On ne peut pas dire cette fois-ci que les Français ont ce qu'ils méritent ; le souci ici n'est pas l'absence d'engouement mais bien du système complètement assimilé par le gauchiste qui savait quoi faire le jour-J des élections. Les sièges côté gauche ne bougent jamais, signe aussi que nous sommes arrivés au ou sommes à la frontière du point de non-retour où le bloc gauchiste est non seulement monolithique, mais s'alourdira au fur et à mesure des années avec l'arrivée d'autres ingénieurs du tiers-monde.
C'est trop tard, en gros.
Au contraire. Il y a des années, le RN peinait à avoir des sièges à l'assemblée. C'était la boucle : Beaucoup de votants, peu de sièges, débat à propos de la proportionnelle.
Là on la refait, mais ce n'est plus qu'un théâtre. Le découpage est clair. Les endroits massivement peuplés, travailleurs et ravagés par la pauvreté hors des grandes villes : RN.

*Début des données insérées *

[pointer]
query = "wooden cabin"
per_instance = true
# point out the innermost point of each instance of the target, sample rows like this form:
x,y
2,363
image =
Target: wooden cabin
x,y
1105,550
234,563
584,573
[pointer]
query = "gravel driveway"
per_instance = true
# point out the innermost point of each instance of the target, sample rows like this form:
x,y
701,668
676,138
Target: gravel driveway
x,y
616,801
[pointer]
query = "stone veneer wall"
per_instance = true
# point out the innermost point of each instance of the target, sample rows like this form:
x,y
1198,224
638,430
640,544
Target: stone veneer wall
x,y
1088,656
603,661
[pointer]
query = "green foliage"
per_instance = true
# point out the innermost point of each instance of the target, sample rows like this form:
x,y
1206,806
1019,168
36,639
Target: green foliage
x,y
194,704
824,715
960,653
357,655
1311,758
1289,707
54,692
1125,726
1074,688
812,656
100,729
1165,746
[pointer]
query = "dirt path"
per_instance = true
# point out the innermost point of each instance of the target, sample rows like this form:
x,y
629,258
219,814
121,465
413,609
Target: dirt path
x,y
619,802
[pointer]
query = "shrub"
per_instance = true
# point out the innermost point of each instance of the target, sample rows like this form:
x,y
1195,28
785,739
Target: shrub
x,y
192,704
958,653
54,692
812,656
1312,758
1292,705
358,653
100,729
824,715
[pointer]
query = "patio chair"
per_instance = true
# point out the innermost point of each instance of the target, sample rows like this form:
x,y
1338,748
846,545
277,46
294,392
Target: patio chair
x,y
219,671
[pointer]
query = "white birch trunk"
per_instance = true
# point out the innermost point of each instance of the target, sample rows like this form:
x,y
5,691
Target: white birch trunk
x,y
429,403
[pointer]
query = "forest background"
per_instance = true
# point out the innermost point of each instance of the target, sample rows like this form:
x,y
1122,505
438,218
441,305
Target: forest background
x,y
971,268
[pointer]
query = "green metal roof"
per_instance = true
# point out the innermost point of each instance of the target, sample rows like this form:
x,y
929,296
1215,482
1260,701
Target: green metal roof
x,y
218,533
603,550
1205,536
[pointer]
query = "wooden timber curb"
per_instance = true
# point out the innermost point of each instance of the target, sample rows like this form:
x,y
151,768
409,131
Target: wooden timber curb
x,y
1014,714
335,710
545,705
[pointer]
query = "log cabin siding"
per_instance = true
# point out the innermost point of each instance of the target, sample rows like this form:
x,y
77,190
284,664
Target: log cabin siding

Les grandes villes, la ruralité bobo : LREM / NFP
Tu peux aussi voir ça sous l'angle de ce qu'on appelle "La diagonale du vide", une zone géographique avec une faible densité de population et une économie quasi inexistante.
Quand tu prends une carte, c'est criant de vérité.
La France est divisée en deux peuples.
La proportionnelle aurait rendu la majorité RN écrasante là où ce parti va devoir se contenter d'une position d'Arbitre entre la gauche et le gouvernement. Et de toute façon, Macron gouverne au 49.3.
La politique, c'est lent. Les mentalités c'est long à changer. Les frigos se vident. Et la machine médiatique et les magouilles politiques ne cesseront que lorsque le RN sera au pouvoir.
La preuve : Les idiots gauchistes fanfaronnent la victoire d'une étiquette qui, une fois ôtée, laissera apparaître 5 partis à poil, là où seul le PS s'était compromis sous Hollande. Le groupe renaissance se tait. Marine minaude la défaite car son électorat est celui des oubliés qui devront patienter encore un cycle électoral.
Mais les choses changent, un pas à la fois. Maintenant, c'est à l'UE et à ses injonctions qu'il va falloir survivre en attendant la prochaine élection.